# Suse Internet verbindung herstellen



## tuor (30. September 2003)

Hallo,
Also ich bin ein absoluter Anfänger in sachen linux und wolte mal das Suse ausprobieren, aber ich bekomme keine Internetverbindung zustande.
modem wurde sofort erkannt, dann hab ich meine Providerdaten eingegeben(Einwahlnummer, pass, usw...) aber die Verbindung kommt nicht zustande  Jetzt wollt ich fragen ob mir wer sagen kann ob es etwas gibt was ich beachten oder anschauen sollte oder ob mir jemand sagen kann was ich wo eingeben muss.... 
Mein Systhem ist:
Modem: Fritz Card PCI v2.0 ISDN
betriebssysthem: Suse 8.2
ich glab das sind alle relevanten Daten.

Wäre wirklich nett wenn mir jemand helfen könnte.
mfg tuor


----------



## Sinac (30. September 2003)

Ganz zu Anfang: ES GIBT KEIN ISDN-MODEM
...aber das ist nicht so schlimm 

Womit gehste denn ins Inet? Kinternet oda was?
Schau mal in die Log Dateien was da so steht
oder wähl dich direkt über isdnctrl ein, der sagt
dir meist ein wenig mehr was los ist.

Wenn in den Logs was von "Remote Hangup" 
steht liegt oft an den Zugangsdaten.
Welchen Provider hast du?

Greetz...
Sinac


----------



## tuor (30. September 2003)

hi,
mal danke für die schnelle Antwort. 
wie kann ich mich direkt über isdnctrl einwählen?
und wo finde ich die logs wie gesagt ich bin ein absoluter  in Sachen Linux.
tuor


----------



## Sinac (30. September 2003)

Logs liegen in 
 /var/log/messages

Einwahl:
> isdnctrl dial ippp0
(inna Konsole)

glaub ich


----------



## tuor (30. September 2003)

danke ich teste das mal.
Ansonsten muss ich mich eh wieder melden.
danke tuor


----------



## Sinac (30. September 2003)

Ok, viel Spaß mit Linux =)


----------



## tuor (30. September 2003)

ich glaub ich binn zu dumm ich krigs nicht hin....


----------



## Sinac (30. September 2003)

Was kriegste nicht hin?
Beschreib mal etwas genauer was du machst und wo das Problem liegt, das ists leichter dir zu helfen


----------



## tuor (30. September 2003)

ich weis eben nicht genau wo das problem liegt...
Ich hab überall die geforderten datten angegeben und ich weis aber nicht ob ich das richtig gemacht hab zb:
wenn steht telefonnummer bei der providerkonfiguration nehm ich aml an da is die einwahlnummer gefragt muss ich die jetzt mit weltweiter Vorwahl also 0043 für österreich eingeben oder ohne. Oder villeicht mit +43 (wobei ich aber in dem feld kein + eingeben kann. 
Die verbindung wird sogat lat grafik und status hergestellt nur bekomme ich im browser keine websiten rein und es icq geht auch net....
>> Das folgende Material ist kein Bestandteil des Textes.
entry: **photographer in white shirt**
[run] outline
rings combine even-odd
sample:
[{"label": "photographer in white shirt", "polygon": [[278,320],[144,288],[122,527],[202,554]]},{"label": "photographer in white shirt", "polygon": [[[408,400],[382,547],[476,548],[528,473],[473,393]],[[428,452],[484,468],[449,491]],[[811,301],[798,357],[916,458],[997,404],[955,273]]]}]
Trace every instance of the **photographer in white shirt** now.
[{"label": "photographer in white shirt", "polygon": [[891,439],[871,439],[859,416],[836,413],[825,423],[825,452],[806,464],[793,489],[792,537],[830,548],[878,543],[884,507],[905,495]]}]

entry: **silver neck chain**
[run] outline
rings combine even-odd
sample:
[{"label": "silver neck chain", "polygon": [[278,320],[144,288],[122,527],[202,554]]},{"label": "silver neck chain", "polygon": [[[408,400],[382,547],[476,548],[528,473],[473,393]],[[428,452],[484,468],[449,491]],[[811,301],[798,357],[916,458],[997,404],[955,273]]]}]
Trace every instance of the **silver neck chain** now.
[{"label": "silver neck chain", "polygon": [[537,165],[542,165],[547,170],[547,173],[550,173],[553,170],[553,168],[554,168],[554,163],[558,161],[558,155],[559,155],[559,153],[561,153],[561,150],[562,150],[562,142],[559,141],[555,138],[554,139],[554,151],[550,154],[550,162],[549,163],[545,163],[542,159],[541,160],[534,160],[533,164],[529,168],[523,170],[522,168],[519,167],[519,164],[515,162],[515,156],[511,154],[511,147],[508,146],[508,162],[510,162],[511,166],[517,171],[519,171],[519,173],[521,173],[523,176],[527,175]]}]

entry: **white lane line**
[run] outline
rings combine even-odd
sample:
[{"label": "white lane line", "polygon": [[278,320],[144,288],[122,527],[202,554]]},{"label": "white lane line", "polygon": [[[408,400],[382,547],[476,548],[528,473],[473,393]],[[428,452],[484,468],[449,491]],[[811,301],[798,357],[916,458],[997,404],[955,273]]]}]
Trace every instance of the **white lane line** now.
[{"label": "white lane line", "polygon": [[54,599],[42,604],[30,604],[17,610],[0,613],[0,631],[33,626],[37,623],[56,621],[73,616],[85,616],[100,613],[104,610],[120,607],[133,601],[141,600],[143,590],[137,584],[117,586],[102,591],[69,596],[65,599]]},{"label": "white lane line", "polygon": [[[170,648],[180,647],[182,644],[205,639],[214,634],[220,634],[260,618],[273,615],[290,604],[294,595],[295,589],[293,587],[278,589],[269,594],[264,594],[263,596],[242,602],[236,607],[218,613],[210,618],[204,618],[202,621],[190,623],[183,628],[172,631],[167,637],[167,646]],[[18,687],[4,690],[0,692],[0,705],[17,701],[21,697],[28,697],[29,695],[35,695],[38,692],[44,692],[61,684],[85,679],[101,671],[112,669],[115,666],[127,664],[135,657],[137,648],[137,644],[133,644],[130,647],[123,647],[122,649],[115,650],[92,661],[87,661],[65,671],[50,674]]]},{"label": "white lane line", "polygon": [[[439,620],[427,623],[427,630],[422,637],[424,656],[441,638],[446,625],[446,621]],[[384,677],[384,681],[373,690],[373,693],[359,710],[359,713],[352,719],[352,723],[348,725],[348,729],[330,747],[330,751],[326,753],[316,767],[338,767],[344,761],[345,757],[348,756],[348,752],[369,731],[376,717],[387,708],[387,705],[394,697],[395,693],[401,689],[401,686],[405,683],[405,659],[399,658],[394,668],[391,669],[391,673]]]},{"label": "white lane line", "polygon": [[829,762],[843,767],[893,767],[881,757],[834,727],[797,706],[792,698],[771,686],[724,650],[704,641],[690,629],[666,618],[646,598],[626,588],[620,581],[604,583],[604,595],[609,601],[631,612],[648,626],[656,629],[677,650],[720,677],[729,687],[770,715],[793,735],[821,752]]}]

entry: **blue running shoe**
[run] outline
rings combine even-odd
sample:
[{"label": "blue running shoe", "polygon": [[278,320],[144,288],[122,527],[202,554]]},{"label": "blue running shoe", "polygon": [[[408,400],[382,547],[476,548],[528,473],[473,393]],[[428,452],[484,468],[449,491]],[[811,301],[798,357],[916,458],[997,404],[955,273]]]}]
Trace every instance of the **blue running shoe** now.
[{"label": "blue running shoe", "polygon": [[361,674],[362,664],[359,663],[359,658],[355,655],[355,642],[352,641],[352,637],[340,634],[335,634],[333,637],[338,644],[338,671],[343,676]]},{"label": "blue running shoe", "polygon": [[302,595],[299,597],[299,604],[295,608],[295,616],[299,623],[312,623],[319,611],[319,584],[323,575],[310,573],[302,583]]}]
Ich bräuchte einfach eine Anleitung was ich wo wie eingaben muss um eine verbindung herzustellen oder zumindest eine site wo das beschrieben wird.
mfg amroth


----------



## JoelH (30. September 2003)

*hmm,*

wenn der sagt dass eine Anwahl gelungen sit stimmt das meist auch. Wähl dich mal ein und wenn die Verbindugn da ist mach ne Konsole auf und gib ifconfig ein. Dann sollten da eine ppp0 Verbindung stehen. Ich glaub du hast keine DNS Server eingetragen. Darum findet der Browser auch keine Webseiten, weil er nicht weiss wo er nachfragen soll.


----------



## tuor (30. September 2003)

die dns server sin das wo ich eingeben mus erstens:           zweitens:           
oder?
was mus ich da eingeben?
--------------------------edit--------------------------
und wenn ich auf  'verbindung prüfen' geh kommt:
Kann Datei `/proc/net/route/' nicht lesen: Erfolg
sagt das was?


----------



## Sinac (30. September 2003)

Wenn die einwahl klappt bekommt er ja nen DNS zugewiesen....
mach das ma mit ifconfig und poste das ergebniss.
Kannste denn z.B. den google server anpingen?
also
ping http://www.google.de

wegen der Nummer:
Wenn du ne Lokale einwahlnummer hast muss natürlich die Ortsvorwahl dazu, aber die Länderkennung nich.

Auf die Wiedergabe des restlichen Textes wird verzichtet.